Lizzy Goodman of Vulture wrote, "When the episode began, Dexter's biggest immediate problem was finding a nanny for Harrison, by the end he's got a witness on his hands. And not one he can just dispense with. This woman, whose name we don't yet know, is exactly the kind of person Dexter kills to protect. But now that she knows his secret, can he afford to keep her alive?" Sandra Gonzalez of Entertainment Weekly wrote, "It was Dexter's messiest work to date. In fact, as some of you pointed out last week, he's been sloppy in many regards - from touching surfaces sans gloves to having trouble talking his way out of situations. And this week, we saw just what can happen when you try to go back to work before you're ready. Perhaps Dexter should have waited until he returned to his day job before jumping back into his night one. Because now we have a problem. A problem in the form of Julia Stiles."

Billy Grifter of Den of Geek wrote, "Very much like last season, the writers are projecting Dexter on a very narrow path, where he's continually on the verge of either being revealed or suffering complication overload. They repeatedly ask the audience to confront the moral dilemmas and choices that confront Dexter, confident that the majority of people just wouldn't know what to do in these circumstances." Gina DiNunno of TV Guide wrote, "Dexter finds a nanny for Harrison and is worried his son will be affected because he witnessed his mother's murder. Meanwhile, the team deals with a murder tied to a cult-related decapitation."
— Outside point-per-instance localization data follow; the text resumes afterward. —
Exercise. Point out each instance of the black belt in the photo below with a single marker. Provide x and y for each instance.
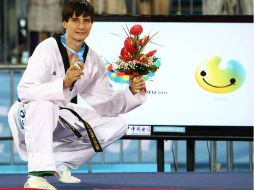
(94, 141)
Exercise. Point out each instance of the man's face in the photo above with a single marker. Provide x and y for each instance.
(78, 28)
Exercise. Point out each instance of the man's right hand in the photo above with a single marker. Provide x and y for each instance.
(73, 73)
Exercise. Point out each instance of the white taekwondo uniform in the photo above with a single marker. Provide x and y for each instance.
(47, 144)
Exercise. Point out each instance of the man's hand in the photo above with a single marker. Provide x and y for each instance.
(73, 73)
(137, 83)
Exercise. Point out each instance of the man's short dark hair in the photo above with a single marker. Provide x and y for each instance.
(79, 7)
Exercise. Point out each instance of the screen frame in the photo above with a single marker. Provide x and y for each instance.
(203, 132)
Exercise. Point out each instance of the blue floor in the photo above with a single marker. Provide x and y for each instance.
(169, 181)
(94, 168)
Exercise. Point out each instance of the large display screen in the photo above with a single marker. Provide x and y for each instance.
(206, 73)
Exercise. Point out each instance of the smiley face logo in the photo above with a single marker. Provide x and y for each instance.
(213, 78)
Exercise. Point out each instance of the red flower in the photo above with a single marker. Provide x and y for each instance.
(129, 44)
(125, 54)
(142, 58)
(144, 41)
(151, 53)
(136, 29)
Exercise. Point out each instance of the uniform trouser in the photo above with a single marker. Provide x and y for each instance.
(51, 146)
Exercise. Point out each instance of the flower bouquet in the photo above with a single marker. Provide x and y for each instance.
(132, 59)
Claire Zulkey of Los Angeles Times wrote, "Two things in tonight's episode exemplified why I love Dexter. One, the little jokes that Dexter seems more comfortable cracking now: I understand he had to mourn his wife and all, but I don't think I would care nearly as much about the series if it weren't for the dark humor. And the other is that this is a show where a serial decapitator is running through Miami and it's perhaps the third-most interesting thing going on in the show. Maybe I'm a little bloodthirsty." Television Without Pity gave the episode a "B" grade.